Threads should block in barrier() until all threads have called barrier(). bstate is defined as:

struct barrier {
  pthread_mutex_t barrier_mutex;
  pthread_cond_t barrier_cond;
  int nthread;      // Number of threads that have reached this round of the barrier
  int round;     // Barrier round
} bstate;

Without further ado, here’s my solution:

static void 
barrier()
{
  pthread_mutex_lock(&bstate.barrier_mutex);

  if (++bstate.nthread < nthread) {
    pthread_cond_wait(&bstate.barrier_cond, &bstate.barrier_mutex);
  }
  else {
    bstate.nthread = 0;
    bstate.round++;
    pthread_cond_broadcast(&bstate.barrier_cond);
  }

  pthread_mutex_unlock(&bstate.barrier_mutex);
}

Fairly simple. Whenever a thread calls barrier(), it increments bstate.nthread. If bstate.nthread reaches nthread, the current thread is responsible to wakeup all other threads (by calling pthread_cond_broadcast()), set bstate.nthread back to zero and increment bstate.round. Otherwise, the thread simply calls pthread_cond_wait() then goes to sleep.

Of course, since bstate is a global structure, all these read/write accesses to it need to be done while holding a mutex lock acquired by calling pthread_mutex_lock().

Let’s run it:

peilin@PWN:~/6.828/2018/homework/barriers$ make
gcc -g -O2 -pthread -o barrier barrier.c
peilin@PWN:~/6.828/2018/homework/barriers$ ./barrier 10
OK; passed

OK;…

Finally let’s take a look at two more issues mentioned in the homework page:

You have to deal with a succession of barrier calls, each of which we’ll call a round. bstate.round records the current round. You should increase bstate.round when each round starts.

Homework: Barriers

Emm yeah, I believe so, starting from zero. My implementation passed that assert statement in thread().
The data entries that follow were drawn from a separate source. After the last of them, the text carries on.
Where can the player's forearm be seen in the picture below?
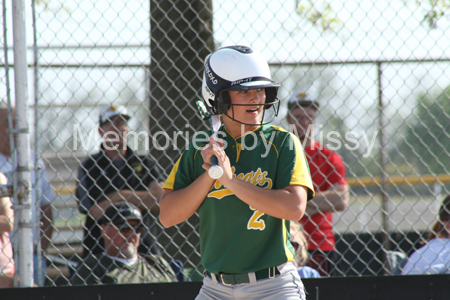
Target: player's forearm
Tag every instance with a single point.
(178, 206)
(5, 224)
(288, 203)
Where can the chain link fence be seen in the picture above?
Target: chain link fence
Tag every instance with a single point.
(379, 69)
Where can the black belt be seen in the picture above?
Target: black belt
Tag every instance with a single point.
(231, 279)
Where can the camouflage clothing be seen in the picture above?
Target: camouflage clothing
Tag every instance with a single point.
(102, 269)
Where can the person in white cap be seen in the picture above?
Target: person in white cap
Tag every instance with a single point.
(328, 175)
(117, 174)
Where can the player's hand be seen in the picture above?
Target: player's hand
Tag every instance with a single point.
(223, 161)
(208, 152)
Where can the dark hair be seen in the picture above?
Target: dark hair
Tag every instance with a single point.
(444, 211)
(438, 231)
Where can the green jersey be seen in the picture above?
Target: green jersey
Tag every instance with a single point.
(235, 237)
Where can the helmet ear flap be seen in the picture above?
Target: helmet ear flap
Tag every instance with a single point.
(271, 96)
(223, 102)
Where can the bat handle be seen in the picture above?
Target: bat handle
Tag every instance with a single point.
(215, 172)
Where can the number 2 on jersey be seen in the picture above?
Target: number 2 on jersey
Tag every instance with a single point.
(255, 223)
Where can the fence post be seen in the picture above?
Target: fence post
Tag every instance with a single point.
(385, 236)
(23, 146)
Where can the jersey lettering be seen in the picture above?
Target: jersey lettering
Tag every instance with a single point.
(257, 177)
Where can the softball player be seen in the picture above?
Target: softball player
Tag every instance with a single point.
(244, 215)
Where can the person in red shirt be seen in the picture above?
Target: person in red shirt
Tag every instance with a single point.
(328, 175)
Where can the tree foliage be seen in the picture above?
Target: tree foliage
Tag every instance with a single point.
(426, 143)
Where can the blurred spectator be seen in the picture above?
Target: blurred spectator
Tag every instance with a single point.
(117, 174)
(434, 256)
(121, 263)
(45, 198)
(328, 175)
(6, 226)
(298, 241)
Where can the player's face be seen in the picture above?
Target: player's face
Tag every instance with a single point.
(122, 242)
(247, 114)
(303, 118)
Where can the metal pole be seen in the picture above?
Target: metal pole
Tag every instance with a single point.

You have to handle the case in which one thread races around the loop before the others have exited the barrier. In particular, you are re-using bstate.nthread from one round to the next. Make sure that a thread that leaves the barrier and races around the loop doesn’t increase bstate.nthread while a previous round is still using it.

Homework: Barriers

Say we have two threads, A and B. A was waiting, then B waked it up. Now bstate.nthread is set back to zero. Suppose B now just keep on running for no reason. Theoretically, how far can B run ahead of A? It can return from barrier(), jump into the next iteration of for loop, call barrier() again, increment bstate.nthread to one, then it will wait – since nthread > 1… Nothing to worry about!